Another new area of concern is data privacy. “The government is considering rules that are going to be applicable to every company that collects information about its customers,” said one GC. “Even something as innocuous as a dry cleaner will be subject to new privacy regulations. Legal departments are going to have to get in front of this and stay involved. Most companies will probably end up producing detailed privacy codes, much like a terms and conditions document.”
GCs who work for multinationals have another concern when it comes to privacy. “I wish there was a more uniform approach to data collection. There are different rules for different countries. Dealing with data flows between Europe and the U.S. definitely adds a level of complexity,” Fiarman observed.
Another area that is taking up more of a GC’s time these days is patents. The stakes surrounding intellectual property have increased significantly and a GC must be ready to protect his or her company’s portfolio. “Defending patents was by far our biggest expenditure last year,” one GC said. Employment issues can also pile up in the GC’s office, said another. Perhaps as a result of the recession, “there is a lot of litigation that didn’t exist four or five years ago, and the GC will be held accountable.”
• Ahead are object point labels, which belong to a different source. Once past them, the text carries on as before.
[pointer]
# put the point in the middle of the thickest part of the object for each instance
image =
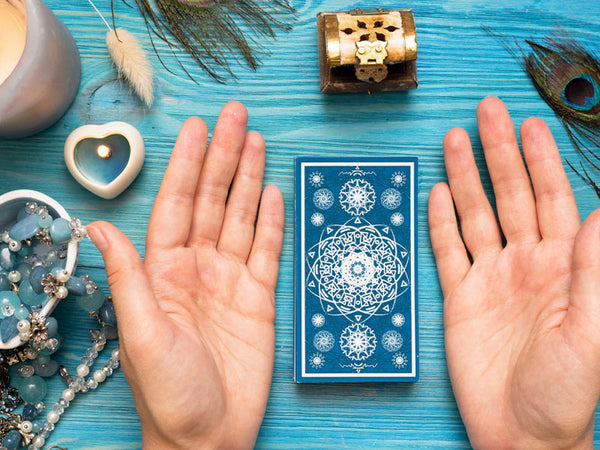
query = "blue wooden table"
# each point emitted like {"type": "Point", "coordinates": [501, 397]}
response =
{"type": "Point", "coordinates": [458, 64]}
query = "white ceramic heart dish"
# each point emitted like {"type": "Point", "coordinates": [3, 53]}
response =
{"type": "Point", "coordinates": [105, 159]}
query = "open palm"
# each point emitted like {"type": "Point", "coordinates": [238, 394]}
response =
{"type": "Point", "coordinates": [521, 319]}
{"type": "Point", "coordinates": [196, 318]}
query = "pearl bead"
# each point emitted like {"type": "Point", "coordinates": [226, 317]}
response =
{"type": "Point", "coordinates": [82, 370]}
{"type": "Point", "coordinates": [68, 394]}
{"type": "Point", "coordinates": [99, 376]}
{"type": "Point", "coordinates": [61, 292]}
{"type": "Point", "coordinates": [52, 417]}
{"type": "Point", "coordinates": [38, 442]}
{"type": "Point", "coordinates": [62, 276]}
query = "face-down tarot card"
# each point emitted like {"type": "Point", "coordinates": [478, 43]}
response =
{"type": "Point", "coordinates": [355, 269]}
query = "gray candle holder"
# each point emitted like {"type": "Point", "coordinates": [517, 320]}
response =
{"type": "Point", "coordinates": [45, 81]}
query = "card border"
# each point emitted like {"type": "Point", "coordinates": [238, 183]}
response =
{"type": "Point", "coordinates": [300, 375]}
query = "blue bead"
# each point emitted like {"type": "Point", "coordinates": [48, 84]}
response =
{"type": "Point", "coordinates": [28, 295]}
{"type": "Point", "coordinates": [12, 440]}
{"type": "Point", "coordinates": [60, 231]}
{"type": "Point", "coordinates": [8, 328]}
{"type": "Point", "coordinates": [33, 389]}
{"type": "Point", "coordinates": [4, 282]}
{"type": "Point", "coordinates": [92, 302]}
{"type": "Point", "coordinates": [8, 259]}
{"type": "Point", "coordinates": [30, 412]}
{"type": "Point", "coordinates": [35, 279]}
{"type": "Point", "coordinates": [26, 228]}
{"type": "Point", "coordinates": [76, 286]}
{"type": "Point", "coordinates": [46, 369]}
{"type": "Point", "coordinates": [107, 314]}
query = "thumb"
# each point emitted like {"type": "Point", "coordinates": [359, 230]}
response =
{"type": "Point", "coordinates": [133, 297]}
{"type": "Point", "coordinates": [584, 308]}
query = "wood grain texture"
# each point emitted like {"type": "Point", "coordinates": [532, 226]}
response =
{"type": "Point", "coordinates": [458, 64]}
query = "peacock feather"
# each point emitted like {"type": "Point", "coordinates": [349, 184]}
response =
{"type": "Point", "coordinates": [208, 30]}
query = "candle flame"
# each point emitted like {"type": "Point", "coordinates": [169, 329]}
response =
{"type": "Point", "coordinates": [104, 151]}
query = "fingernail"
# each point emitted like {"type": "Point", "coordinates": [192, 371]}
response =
{"type": "Point", "coordinates": [97, 238]}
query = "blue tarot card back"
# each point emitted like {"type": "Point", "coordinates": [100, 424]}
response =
{"type": "Point", "coordinates": [356, 269]}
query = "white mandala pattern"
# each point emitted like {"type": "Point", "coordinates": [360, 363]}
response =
{"type": "Point", "coordinates": [358, 342]}
{"type": "Point", "coordinates": [357, 270]}
{"type": "Point", "coordinates": [324, 341]}
{"type": "Point", "coordinates": [391, 341]}
{"type": "Point", "coordinates": [317, 219]}
{"type": "Point", "coordinates": [398, 320]}
{"type": "Point", "coordinates": [316, 360]}
{"type": "Point", "coordinates": [391, 198]}
{"type": "Point", "coordinates": [398, 179]}
{"type": "Point", "coordinates": [316, 179]}
{"type": "Point", "coordinates": [318, 320]}
{"type": "Point", "coordinates": [397, 219]}
{"type": "Point", "coordinates": [357, 197]}
{"type": "Point", "coordinates": [323, 198]}
{"type": "Point", "coordinates": [399, 360]}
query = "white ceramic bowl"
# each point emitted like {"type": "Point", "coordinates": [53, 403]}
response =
{"type": "Point", "coordinates": [10, 205]}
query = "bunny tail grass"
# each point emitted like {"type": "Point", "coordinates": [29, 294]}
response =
{"type": "Point", "coordinates": [132, 63]}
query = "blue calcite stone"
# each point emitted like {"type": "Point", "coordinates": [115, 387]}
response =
{"type": "Point", "coordinates": [107, 314]}
{"type": "Point", "coordinates": [76, 286]}
{"type": "Point", "coordinates": [60, 231]}
{"type": "Point", "coordinates": [12, 440]}
{"type": "Point", "coordinates": [46, 369]}
{"type": "Point", "coordinates": [30, 412]}
{"type": "Point", "coordinates": [4, 282]}
{"type": "Point", "coordinates": [33, 389]}
{"type": "Point", "coordinates": [93, 301]}
{"type": "Point", "coordinates": [28, 295]}
{"type": "Point", "coordinates": [26, 228]}
{"type": "Point", "coordinates": [8, 260]}
{"type": "Point", "coordinates": [35, 278]}
{"type": "Point", "coordinates": [8, 328]}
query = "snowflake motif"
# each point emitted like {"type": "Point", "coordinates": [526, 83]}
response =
{"type": "Point", "coordinates": [357, 197]}
{"type": "Point", "coordinates": [318, 320]}
{"type": "Point", "coordinates": [391, 198]}
{"type": "Point", "coordinates": [323, 341]}
{"type": "Point", "coordinates": [317, 219]}
{"type": "Point", "coordinates": [323, 198]}
{"type": "Point", "coordinates": [391, 341]}
{"type": "Point", "coordinates": [358, 342]}
{"type": "Point", "coordinates": [316, 360]}
{"type": "Point", "coordinates": [399, 360]}
{"type": "Point", "coordinates": [398, 179]}
{"type": "Point", "coordinates": [397, 219]}
{"type": "Point", "coordinates": [398, 320]}
{"type": "Point", "coordinates": [316, 179]}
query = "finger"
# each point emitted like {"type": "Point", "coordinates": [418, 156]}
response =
{"type": "Point", "coordinates": [240, 214]}
{"type": "Point", "coordinates": [477, 220]}
{"type": "Point", "coordinates": [450, 253]}
{"type": "Point", "coordinates": [514, 197]}
{"type": "Point", "coordinates": [263, 262]}
{"type": "Point", "coordinates": [171, 217]}
{"type": "Point", "coordinates": [557, 212]}
{"type": "Point", "coordinates": [220, 165]}
{"type": "Point", "coordinates": [583, 316]}
{"type": "Point", "coordinates": [135, 306]}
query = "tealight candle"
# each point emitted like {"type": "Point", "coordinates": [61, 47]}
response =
{"type": "Point", "coordinates": [40, 68]}
{"type": "Point", "coordinates": [105, 159]}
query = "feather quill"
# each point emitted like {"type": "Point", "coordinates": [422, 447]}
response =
{"type": "Point", "coordinates": [132, 63]}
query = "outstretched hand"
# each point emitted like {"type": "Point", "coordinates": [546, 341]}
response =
{"type": "Point", "coordinates": [521, 318]}
{"type": "Point", "coordinates": [196, 318]}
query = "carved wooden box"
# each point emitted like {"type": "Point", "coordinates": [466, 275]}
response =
{"type": "Point", "coordinates": [367, 50]}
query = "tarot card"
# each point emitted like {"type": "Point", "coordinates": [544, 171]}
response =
{"type": "Point", "coordinates": [355, 270]}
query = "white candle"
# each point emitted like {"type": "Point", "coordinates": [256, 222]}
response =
{"type": "Point", "coordinates": [12, 35]}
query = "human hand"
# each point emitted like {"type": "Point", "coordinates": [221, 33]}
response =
{"type": "Point", "coordinates": [521, 320]}
{"type": "Point", "coordinates": [196, 318]}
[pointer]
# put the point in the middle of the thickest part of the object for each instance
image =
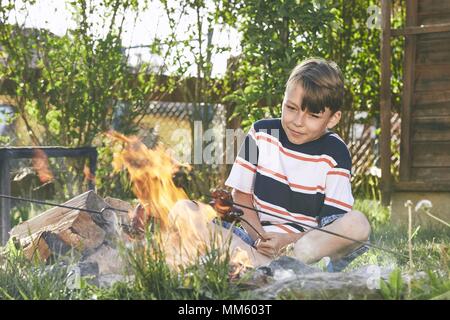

As our interviews and the KPMG study underscore, understanding your company’s business is essential to being able to offer appropriate counsel, negotiate commercial interests and anticipate problems. Today’s GCs need to help determine and navigate a strategic vision, be ready to take on a multitude of roles, and keep their companies out of trouble.
According to one of KPMG’s respondents: “Pure legal decision-making and just managing a legal process is not going to cut it anymore.” Bryan Jones, a U.S. partner in KPMG’s forensic practice, put it this way: “Senior management is looking for GCs to do more than ‘deal with my legal problems.’ They want more than that — and that makes today’s general counsel a lot more relevant.”